A case of globalisation?

So what will happen next? Will Benny get USD$ 24 million richer and spend that money shopping and gambling at Marina Bay Sands? No, in fact no money will change hands. The certainty of who owns shares at PT. Hanson will continue to be in limbo. At least whilst the case goes to appeal, which could take anything from two years to thirty years. During which time, the excuse of ‘existing lawsuits’ can be used to delay the construction of houses (hopefully for two, rather than thirty years) and the “public facilities” promised surrounding the “new city”. In Bloomberg, investors are trying to find new ways to manoeuver outside the law to deal with the security of contracts, with schemes like Blockchain.

This shows us that the study of financial law is increasing in breadth, but includes very specialised vocabulary that is hard to understand for outsiders (SPV? OTC? repo? Blockchain?); and that small houses in sub-urban Indonesia are tangled up in global transactions and lawsuits. This means that we should also broaden our study of financial law, from the US and Europe to emerging markets, and from contracts to litigation. Because a small plot of land somewhere far away in Asia could have an impact very close to home.


Imam Nasima
Posted by Imam Nasima on December 1, 2017 at 21:19

Thanks for your response, Santy. I agree with you that the “game” could in the end involve a larger public than just that of the stock market.

By referring to that rule of good faith purchaser, I did not think of the purchase of houses, but the purchase of shares on the stock exchange, as IDX is also a (supposedly to be reliable) market.

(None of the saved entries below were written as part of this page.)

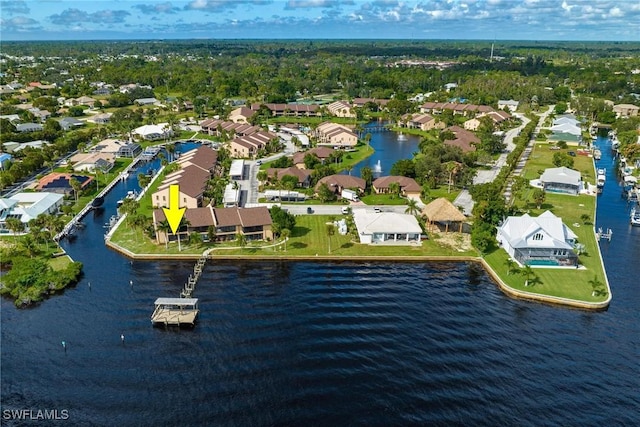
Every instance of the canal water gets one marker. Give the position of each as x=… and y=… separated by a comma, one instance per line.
x=325, y=343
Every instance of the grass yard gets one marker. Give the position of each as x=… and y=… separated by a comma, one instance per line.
x=308, y=238
x=561, y=282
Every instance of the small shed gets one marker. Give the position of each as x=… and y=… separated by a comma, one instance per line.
x=442, y=211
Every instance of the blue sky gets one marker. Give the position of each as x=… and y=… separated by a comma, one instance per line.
x=613, y=20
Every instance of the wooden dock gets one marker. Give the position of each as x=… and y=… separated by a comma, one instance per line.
x=175, y=311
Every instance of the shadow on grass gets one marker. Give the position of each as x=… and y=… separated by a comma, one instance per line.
x=300, y=231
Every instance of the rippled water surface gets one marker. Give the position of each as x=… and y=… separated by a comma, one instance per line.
x=326, y=344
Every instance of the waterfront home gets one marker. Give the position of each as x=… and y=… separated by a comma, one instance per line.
x=322, y=153
x=248, y=146
x=361, y=102
x=14, y=147
x=464, y=139
x=129, y=150
x=241, y=115
x=100, y=119
x=29, y=127
x=341, y=109
x=154, y=132
x=229, y=129
x=146, y=101
x=335, y=135
x=542, y=240
x=27, y=206
x=60, y=183
x=509, y=104
x=337, y=183
x=561, y=180
x=302, y=175
x=420, y=121
x=626, y=110
x=68, y=123
x=408, y=186
x=254, y=223
x=442, y=213
x=296, y=110
x=386, y=227
x=192, y=182
x=92, y=162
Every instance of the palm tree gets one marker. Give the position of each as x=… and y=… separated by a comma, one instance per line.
x=15, y=226
x=30, y=246
x=195, y=238
x=241, y=239
x=284, y=233
x=331, y=230
x=75, y=184
x=528, y=274
x=394, y=189
x=211, y=233
x=165, y=228
x=412, y=207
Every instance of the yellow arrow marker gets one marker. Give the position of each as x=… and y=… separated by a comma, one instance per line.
x=174, y=213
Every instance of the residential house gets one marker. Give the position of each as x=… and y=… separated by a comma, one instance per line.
x=341, y=109
x=29, y=127
x=509, y=104
x=626, y=110
x=130, y=149
x=68, y=123
x=337, y=183
x=561, y=180
x=335, y=135
x=254, y=223
x=100, y=119
x=408, y=186
x=27, y=206
x=154, y=132
x=60, y=183
x=464, y=139
x=538, y=241
x=361, y=102
x=192, y=182
x=302, y=175
x=241, y=115
x=386, y=227
x=296, y=110
x=248, y=146
x=5, y=161
x=423, y=122
x=322, y=153
x=90, y=162
x=146, y=101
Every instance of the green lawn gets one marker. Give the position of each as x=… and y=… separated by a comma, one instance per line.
x=567, y=283
x=308, y=238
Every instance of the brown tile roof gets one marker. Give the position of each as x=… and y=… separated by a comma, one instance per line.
x=302, y=174
x=406, y=184
x=246, y=217
x=464, y=139
x=342, y=181
x=320, y=152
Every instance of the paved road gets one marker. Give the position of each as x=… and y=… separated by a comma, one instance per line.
x=465, y=200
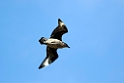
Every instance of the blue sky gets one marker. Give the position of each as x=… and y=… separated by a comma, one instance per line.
x=96, y=38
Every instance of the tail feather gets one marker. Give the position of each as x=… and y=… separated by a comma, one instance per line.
x=42, y=40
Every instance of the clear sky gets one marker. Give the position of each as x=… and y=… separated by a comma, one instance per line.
x=96, y=38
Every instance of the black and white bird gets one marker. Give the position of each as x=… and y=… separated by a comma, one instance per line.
x=53, y=43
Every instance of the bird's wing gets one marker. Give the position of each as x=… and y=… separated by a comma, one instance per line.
x=51, y=57
x=59, y=30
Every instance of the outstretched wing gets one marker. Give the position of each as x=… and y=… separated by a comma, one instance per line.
x=59, y=30
x=51, y=57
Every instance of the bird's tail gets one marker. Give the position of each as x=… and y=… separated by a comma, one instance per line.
x=42, y=40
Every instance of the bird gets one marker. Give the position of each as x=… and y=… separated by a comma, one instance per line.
x=53, y=43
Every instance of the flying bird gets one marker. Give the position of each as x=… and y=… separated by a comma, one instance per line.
x=53, y=43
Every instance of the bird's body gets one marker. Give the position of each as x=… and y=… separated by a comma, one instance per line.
x=53, y=43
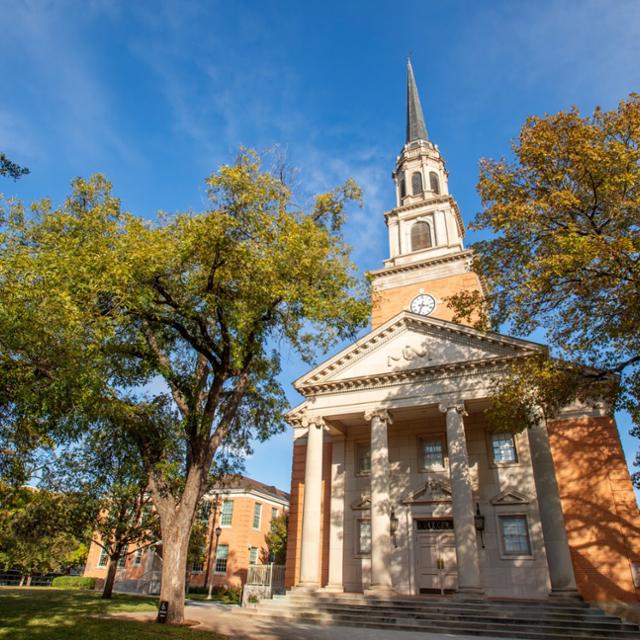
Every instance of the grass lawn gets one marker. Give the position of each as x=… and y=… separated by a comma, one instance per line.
x=60, y=614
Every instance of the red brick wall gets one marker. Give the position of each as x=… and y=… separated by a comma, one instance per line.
x=599, y=505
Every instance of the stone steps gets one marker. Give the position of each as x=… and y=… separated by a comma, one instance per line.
x=560, y=619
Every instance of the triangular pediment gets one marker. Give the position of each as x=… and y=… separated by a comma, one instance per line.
x=362, y=503
x=431, y=491
x=509, y=498
x=409, y=341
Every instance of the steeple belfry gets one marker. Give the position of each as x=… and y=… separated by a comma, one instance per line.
x=427, y=259
x=416, y=128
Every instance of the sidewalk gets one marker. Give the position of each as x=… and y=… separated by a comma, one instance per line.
x=240, y=624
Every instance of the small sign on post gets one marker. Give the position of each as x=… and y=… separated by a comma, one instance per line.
x=163, y=611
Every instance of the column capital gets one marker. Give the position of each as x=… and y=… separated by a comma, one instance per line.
x=307, y=421
x=457, y=406
x=381, y=413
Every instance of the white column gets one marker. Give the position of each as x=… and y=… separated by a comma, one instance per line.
x=380, y=505
x=311, y=513
x=336, y=528
x=553, y=527
x=462, y=498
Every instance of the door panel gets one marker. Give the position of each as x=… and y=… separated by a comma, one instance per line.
x=436, y=569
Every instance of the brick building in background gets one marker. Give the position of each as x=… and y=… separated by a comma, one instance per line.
x=242, y=508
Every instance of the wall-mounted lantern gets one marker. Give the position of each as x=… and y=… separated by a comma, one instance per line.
x=393, y=525
x=479, y=522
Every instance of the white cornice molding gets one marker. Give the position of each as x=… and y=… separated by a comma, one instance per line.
x=408, y=320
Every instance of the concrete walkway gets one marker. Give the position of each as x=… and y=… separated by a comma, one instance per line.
x=240, y=624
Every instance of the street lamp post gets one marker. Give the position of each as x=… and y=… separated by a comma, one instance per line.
x=218, y=531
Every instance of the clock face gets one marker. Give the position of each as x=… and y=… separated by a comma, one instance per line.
x=423, y=304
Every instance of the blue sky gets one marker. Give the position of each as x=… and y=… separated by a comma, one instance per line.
x=157, y=94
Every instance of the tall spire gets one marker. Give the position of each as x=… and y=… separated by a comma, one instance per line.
x=416, y=128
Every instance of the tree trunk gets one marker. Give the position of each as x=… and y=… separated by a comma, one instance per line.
x=175, y=545
x=176, y=521
x=110, y=579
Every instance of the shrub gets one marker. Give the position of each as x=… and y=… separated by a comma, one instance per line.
x=74, y=582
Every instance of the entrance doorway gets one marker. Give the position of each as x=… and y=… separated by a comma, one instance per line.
x=437, y=570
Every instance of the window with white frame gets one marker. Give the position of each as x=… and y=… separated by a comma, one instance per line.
x=431, y=453
x=205, y=510
x=363, y=537
x=222, y=554
x=257, y=515
x=103, y=560
x=226, y=514
x=363, y=458
x=503, y=448
x=515, y=535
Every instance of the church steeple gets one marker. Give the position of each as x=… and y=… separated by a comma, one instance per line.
x=416, y=128
x=427, y=260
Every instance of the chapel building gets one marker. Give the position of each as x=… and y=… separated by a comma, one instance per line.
x=398, y=485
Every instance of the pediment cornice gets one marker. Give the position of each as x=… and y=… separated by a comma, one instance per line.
x=500, y=349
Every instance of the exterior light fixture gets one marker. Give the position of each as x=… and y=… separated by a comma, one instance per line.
x=479, y=522
x=393, y=526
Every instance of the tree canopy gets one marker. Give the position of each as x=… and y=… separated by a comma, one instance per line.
x=564, y=251
x=172, y=328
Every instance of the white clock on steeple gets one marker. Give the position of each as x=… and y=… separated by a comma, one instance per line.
x=423, y=304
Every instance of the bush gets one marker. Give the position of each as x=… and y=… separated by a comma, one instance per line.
x=74, y=582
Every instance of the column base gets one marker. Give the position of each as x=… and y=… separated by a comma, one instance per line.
x=469, y=593
x=333, y=588
x=565, y=593
x=379, y=590
x=306, y=586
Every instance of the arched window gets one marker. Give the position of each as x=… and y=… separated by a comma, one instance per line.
x=434, y=182
x=416, y=183
x=420, y=236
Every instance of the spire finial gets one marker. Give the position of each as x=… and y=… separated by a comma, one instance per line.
x=416, y=128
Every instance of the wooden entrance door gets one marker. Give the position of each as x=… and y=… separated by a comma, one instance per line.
x=436, y=570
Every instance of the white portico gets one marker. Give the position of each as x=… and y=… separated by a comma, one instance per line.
x=411, y=464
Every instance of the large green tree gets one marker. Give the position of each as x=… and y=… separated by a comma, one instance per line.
x=105, y=313
x=563, y=254
x=105, y=467
x=40, y=531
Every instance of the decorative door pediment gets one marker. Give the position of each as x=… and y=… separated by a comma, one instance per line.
x=509, y=498
x=430, y=492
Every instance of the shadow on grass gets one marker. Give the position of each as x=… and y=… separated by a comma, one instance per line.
x=56, y=614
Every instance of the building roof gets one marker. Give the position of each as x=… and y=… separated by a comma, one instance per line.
x=236, y=481
x=416, y=128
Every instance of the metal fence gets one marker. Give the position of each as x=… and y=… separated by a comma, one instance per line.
x=267, y=575
x=15, y=579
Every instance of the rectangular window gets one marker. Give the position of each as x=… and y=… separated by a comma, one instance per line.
x=431, y=453
x=205, y=510
x=103, y=561
x=364, y=537
x=503, y=448
x=257, y=514
x=363, y=459
x=221, y=558
x=515, y=535
x=226, y=515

Posted by Santy on December 1, 2017 at 15:07

Thanks for your comment Imam, I understood that you are taking Goldman Sachs’ argument regarding good faith here because they bought the shares through IDX. It is easy and I could relate to it. The aim of this blog is to inform about how complex this global transaction is and hope that readers could be engaged in reflecting on the effect of this “game” to people who aren’t transacting in the stock market.
I agree with the importance of functioning registration system, however I still cannot see the connection of this case with public auction. That’s another issue I think, as most people buy their homes through real-estate developers.

Imam Nasima
Posted by Imam Nasima on November 30, 2017 at 10:27

The writer has an interesting angle to discuss the case, but unfortunately I cannot see any further legal analysis.

It is in essence a simple legal case, not a complex one. The question is, indeed, who owns the shares and whether the holder can be deemed as a good faith purchaser. However, it seems that - one may need to read the decision first, but according to the verdict that has widely been spread in the media - the plaintiff has made use of a tort action and the claim was granted by the court. The result is awkward: the defendant has to give back the shares and it also has to pay compensation (for the shares that are given back?).

Hence, I wonder what kind of reasoning the court made for such a decision. And from a legal point of view, this is certainly an important issue, as the Indonesian Supreme Court has recently restated a quite strong (almost absolute) protection to a good faith land purchaser at the public auction (see: http://www.cilc.nl/cms/wp-content/uploads/2016/05/Penjelasan-Hukum-Pembeli-Beritikad-Baik-Hukum-Perdata.pdf). It is not certain yet whether this rule will also be applicable for the purchaser of shares, but I cannot think the difference. In fact, it involves the same problems, as one will deal with the (dys)function of a registration system in such cases.